Machine Learning for Precision Oncology and Drug Design (MLPODD)
Our research focuses on the development and application of computational methods to predict and analyse the modulation of protein and cell function by small organic molecules. These problems can be tackled by generating predictive models from relevant data using machine learning (an approach that has been recently rebranded as AI for Drug Discovery). Within this area, problems of interest include predicting treatment response of tumours from their molecular profiles for precision oncology, cancer pharmaco-omics modelling for phenotypic drug design, molecular target prediction by bioactivity data mining and target-based drug design (e.g. structure-based virtual screening guided by highly-predictive machine-learning scoring functions).

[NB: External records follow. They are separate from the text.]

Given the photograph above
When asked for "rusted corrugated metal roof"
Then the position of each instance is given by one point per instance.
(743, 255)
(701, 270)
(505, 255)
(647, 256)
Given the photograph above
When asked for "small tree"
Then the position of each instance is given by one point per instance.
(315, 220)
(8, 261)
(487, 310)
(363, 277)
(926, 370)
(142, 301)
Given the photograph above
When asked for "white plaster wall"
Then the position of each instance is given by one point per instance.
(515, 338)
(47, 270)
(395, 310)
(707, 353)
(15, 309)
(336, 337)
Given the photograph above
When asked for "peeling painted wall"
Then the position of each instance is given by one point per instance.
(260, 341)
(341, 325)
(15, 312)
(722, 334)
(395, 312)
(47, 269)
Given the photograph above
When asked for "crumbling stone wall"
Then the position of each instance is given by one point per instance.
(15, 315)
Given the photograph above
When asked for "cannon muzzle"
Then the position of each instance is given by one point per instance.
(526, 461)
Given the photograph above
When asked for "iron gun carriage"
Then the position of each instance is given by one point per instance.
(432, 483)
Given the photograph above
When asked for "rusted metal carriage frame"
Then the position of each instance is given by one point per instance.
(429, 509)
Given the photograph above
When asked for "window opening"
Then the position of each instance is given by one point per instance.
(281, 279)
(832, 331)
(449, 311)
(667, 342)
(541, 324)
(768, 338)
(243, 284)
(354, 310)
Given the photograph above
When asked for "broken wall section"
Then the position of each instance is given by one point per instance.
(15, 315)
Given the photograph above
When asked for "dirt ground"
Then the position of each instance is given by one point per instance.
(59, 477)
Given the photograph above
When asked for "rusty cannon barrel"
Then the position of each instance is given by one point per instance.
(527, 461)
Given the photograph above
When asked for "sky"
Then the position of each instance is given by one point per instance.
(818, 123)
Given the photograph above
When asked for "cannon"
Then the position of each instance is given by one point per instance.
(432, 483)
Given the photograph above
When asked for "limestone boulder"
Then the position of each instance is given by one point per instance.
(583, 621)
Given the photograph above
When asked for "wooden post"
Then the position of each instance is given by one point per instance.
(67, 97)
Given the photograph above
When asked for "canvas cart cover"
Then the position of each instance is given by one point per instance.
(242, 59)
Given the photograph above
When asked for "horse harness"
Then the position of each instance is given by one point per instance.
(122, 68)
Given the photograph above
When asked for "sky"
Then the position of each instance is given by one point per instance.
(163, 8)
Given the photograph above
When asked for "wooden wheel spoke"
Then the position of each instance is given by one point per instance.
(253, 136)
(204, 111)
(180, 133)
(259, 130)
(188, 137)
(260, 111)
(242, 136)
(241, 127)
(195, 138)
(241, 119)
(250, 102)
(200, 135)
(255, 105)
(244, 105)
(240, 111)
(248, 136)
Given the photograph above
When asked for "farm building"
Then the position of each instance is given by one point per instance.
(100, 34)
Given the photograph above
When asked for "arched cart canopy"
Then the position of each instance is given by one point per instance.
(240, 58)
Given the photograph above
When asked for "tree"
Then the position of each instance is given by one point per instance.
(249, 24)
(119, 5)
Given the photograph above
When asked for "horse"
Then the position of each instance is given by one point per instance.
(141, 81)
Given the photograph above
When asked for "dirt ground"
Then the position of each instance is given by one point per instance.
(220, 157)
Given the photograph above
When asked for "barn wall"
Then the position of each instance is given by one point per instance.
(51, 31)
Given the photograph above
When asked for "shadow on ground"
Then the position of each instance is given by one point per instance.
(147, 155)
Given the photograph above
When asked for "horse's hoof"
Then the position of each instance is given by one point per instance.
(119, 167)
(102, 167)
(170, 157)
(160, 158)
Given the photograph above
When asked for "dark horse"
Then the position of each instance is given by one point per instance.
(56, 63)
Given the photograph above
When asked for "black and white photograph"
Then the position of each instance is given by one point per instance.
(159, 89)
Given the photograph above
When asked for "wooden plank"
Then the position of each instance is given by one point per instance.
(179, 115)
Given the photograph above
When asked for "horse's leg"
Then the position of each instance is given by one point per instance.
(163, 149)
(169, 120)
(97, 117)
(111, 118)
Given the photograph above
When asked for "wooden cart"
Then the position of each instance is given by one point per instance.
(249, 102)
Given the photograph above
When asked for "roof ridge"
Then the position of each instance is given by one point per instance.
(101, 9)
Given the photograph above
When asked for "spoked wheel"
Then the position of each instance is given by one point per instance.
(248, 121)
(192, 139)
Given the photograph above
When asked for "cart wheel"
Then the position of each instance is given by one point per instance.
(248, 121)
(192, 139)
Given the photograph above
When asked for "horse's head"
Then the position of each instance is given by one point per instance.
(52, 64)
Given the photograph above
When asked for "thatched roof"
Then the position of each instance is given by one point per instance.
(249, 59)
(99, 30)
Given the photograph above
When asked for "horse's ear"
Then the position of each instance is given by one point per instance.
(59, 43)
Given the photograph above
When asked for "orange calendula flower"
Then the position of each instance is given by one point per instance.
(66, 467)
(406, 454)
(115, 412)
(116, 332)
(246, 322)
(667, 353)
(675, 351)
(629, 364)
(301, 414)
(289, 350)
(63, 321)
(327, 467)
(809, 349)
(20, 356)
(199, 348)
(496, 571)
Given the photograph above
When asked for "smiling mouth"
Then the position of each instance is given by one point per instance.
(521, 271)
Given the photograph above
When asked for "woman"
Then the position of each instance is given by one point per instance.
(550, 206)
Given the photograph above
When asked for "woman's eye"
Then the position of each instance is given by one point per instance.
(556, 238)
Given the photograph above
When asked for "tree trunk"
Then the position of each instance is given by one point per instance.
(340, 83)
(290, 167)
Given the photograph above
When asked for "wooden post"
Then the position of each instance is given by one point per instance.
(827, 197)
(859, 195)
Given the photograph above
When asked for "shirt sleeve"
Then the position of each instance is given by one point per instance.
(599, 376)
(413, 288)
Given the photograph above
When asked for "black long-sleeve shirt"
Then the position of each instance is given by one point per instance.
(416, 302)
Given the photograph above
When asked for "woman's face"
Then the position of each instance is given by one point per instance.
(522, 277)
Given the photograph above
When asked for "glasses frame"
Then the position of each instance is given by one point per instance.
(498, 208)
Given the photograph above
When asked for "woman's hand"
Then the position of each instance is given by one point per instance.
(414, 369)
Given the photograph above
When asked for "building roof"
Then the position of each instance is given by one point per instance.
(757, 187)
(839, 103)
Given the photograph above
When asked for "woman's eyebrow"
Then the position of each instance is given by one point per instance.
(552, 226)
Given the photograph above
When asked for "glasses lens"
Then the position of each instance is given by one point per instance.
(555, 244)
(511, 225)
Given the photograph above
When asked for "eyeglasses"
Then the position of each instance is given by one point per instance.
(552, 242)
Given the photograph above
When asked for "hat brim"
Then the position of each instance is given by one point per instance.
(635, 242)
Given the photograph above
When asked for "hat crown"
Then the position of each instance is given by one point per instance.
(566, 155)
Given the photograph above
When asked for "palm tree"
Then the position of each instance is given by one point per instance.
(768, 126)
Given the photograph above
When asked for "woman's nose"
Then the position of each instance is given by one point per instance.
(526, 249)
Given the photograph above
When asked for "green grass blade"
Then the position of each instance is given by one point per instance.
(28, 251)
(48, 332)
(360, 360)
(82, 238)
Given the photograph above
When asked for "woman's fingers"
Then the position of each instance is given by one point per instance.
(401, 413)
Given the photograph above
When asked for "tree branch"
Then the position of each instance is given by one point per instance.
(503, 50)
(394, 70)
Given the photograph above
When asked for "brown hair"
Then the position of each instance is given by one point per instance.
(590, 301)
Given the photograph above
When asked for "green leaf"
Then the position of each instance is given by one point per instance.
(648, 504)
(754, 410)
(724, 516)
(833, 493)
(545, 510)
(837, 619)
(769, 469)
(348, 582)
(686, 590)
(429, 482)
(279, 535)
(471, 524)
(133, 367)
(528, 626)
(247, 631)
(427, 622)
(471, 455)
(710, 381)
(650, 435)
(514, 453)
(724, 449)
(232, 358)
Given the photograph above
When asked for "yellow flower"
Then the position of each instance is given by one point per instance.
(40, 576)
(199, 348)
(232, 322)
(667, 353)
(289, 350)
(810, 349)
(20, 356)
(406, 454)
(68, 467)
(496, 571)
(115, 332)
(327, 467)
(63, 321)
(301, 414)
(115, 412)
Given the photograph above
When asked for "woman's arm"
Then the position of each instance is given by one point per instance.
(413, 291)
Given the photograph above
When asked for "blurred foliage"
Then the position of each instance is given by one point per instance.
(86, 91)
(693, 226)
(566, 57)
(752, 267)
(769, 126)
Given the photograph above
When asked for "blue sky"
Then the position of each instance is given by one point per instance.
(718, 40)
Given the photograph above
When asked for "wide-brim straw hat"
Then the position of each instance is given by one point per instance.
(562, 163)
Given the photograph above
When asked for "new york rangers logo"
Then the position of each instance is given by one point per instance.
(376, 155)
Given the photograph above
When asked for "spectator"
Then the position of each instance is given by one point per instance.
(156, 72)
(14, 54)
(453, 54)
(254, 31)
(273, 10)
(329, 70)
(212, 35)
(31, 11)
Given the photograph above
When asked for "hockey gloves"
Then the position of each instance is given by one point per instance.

Precision Oncology – Methods
The efficacy of a drug treatment is strongly cancer patient-dependent. There is hence a great need to investigate computational methods able to predict which patients will respond to a given treatment. Many thousands of numerical features are often describing each tumour (e.g. those coming from cheap and fast molecular profiling technologies, such as RNA-seq or Methyl-Seq). Machine learning can be used to identify which combinations of these gene alterations can predict treatment response and thus guide precision oncology efforts. Unfortunately, the number of tumours of a given cancer type that have been both molecularly profiled and treated with the same drug is generally small (it rarely exceeds 100). Such high-dimensional classification problems are hard, as many algorithms struggle to build classifiers ignoring the thousands of irrelevant features.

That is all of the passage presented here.